The main limitation of this study is the possibly short follow-up time, because our resulted showed that CFT was increasing in the control group up to the last follow-up visit, which was 90 days after the surgery. From our clinical experience, optimal follow-up time would be 12 months, because macular edema after cataract surgery can persist up to one year. Further research should focus on investigating the effectiveness of preoperative NSAID therapy in the treatment and prevention of postoperative macular edema on a larger number of patients with diabetic retinopathy.
Funding The expense for diagnostic kits was settled by the first author, Aleksej Medić.
Ethical approval received from the Ethics Committee of the University of Split School of Medicine, Split, Croatia.
Declaration of authorship AMe and LjZ were responsible for the study organization and patient management. AMa, AS, and LjZ gathered the data. All authors interpreted the data. AMe, LjZ, and AMa drafted the manuscript. TJ, KV and LjZ performed manuscript proofing.

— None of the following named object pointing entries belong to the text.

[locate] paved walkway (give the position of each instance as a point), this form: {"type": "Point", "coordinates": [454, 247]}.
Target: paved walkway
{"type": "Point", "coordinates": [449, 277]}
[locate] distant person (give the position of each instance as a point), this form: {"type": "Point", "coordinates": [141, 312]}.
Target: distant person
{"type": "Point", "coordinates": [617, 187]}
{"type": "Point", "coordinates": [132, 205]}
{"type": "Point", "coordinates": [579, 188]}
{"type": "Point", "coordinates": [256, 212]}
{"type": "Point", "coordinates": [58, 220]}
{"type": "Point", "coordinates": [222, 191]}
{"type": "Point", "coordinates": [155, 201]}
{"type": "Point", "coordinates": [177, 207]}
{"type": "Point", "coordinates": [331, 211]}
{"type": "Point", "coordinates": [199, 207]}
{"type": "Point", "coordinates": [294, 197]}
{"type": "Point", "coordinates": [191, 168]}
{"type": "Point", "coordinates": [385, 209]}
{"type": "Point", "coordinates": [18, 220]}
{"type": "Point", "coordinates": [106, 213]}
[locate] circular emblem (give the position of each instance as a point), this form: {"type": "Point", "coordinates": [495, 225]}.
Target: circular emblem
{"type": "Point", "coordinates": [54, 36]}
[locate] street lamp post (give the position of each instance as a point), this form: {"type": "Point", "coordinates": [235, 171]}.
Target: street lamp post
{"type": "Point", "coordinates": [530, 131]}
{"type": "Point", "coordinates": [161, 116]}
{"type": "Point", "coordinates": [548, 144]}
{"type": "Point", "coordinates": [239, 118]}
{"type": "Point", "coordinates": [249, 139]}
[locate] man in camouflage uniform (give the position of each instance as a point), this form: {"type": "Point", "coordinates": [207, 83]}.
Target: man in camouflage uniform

Competing interests All authors have completed the Unified Competing Interest form at www.icmje.org/coi_disclosure.pdf (available on request from the corresponding author) and declare: no support from any organization for the submitted work; no financial relationships with any organizations that might have an interest in the submitted work in the previous 3 years; no other relationships or activities that could appear to have influenced the submitted work.